The ransomware in the news now is known as WannaCry or WannaCrypt. It locks users out of their systems until they pay the crooks who installed it. This ransomware takes advantage of a security hole in Windows server software that can be closed by an update from Microsoft. Many of the organizations affected by the ransomware had not installed the software update.

Even if you only have one computer, download security updates as soon as they’re available – no matter what operating system you use. Hackers are constantly looking for security gaps, and companies try to close those gaps as soon as they are discovered. So it’s important to download updates right away. Most operating systems have a setting to download and install security updates automatically. Use it. And install updates for your other software, including apps.

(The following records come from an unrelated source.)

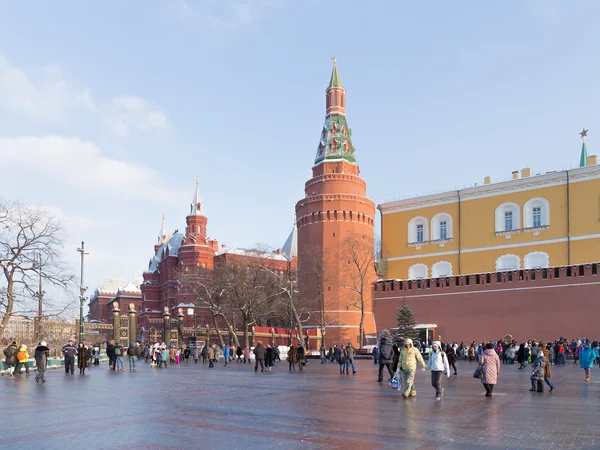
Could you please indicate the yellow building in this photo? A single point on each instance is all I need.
(531, 221)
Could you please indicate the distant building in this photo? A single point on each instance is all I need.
(335, 207)
(531, 221)
(482, 262)
(190, 254)
(115, 289)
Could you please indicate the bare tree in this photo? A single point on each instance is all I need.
(251, 289)
(315, 276)
(208, 291)
(358, 258)
(27, 233)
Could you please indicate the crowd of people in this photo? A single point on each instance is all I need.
(397, 357)
(401, 359)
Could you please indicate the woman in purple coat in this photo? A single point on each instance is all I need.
(490, 368)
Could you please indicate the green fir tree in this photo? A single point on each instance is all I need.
(406, 324)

If you use old software that doesn’t update automatically, set up a regular schedule to go to the company’s website and download and install updates yourself. It’s wise to check at least weekly.

In addition to keeping software up to date, here are a couple of other things you can do to prepare for a ransomware attack:

  • Back up your important files. From tax forms to family photos, make it part of your routine to back up files often on your computers and mobile devices. When you’re done, log out of the cloud and unplug external hard drives so hackers can’t encrypt and lock your back-ups, too.
  • Think twice before clicking on links or downloading attachments and apps. Ransomware often is downloaded through phishing emails. You also can get ransomware from visiting a compromised site or through malicious online ads.


Thank you, I hope it's ok to forward this newsletter to all my family and friends?

Yes! Please share it widely, and thank you for helping spread the word.

This happened to me in February and I didn't know what it was or what had happened, all I knew wad I lost allot of super valuable things, pics and files, months of work, our identities and our parents identities, how do I recover from such

Your "update from Microsoft" link isn't working. "Runtime Error" appears after clicking on the link.

Thanks - we'll get that fixed.

I received a Windows Update last week after this ransom ware came out in the news. I did the download from Microsoft, but I sent them a question, because the update said it was from 2014 !!! I have Windows 7 which has 32 bit and 64 bit on it. Haven't heard from Microsoft yet either.

Keeping up to date is important and let's avoid this horrible thing called ransomware right now.

Is ransomware also in connection with what is happening with email on tablets where one's past email connections (organizations) are posted in the user's list of emails under an unsolicited icon? Also, email not fully functional on tablet. WHat's going on here?

I had Ransomware on the computer, could not get into my finances over a year ago. I was one of the fortunate people, it was a holiday weekend, so the information I gave the scammer's who said they were Microsoft, was quickly erased and accounts and passwords cancelled before the banks opened on Tuesday. I am very careful now. Hope you all will be also!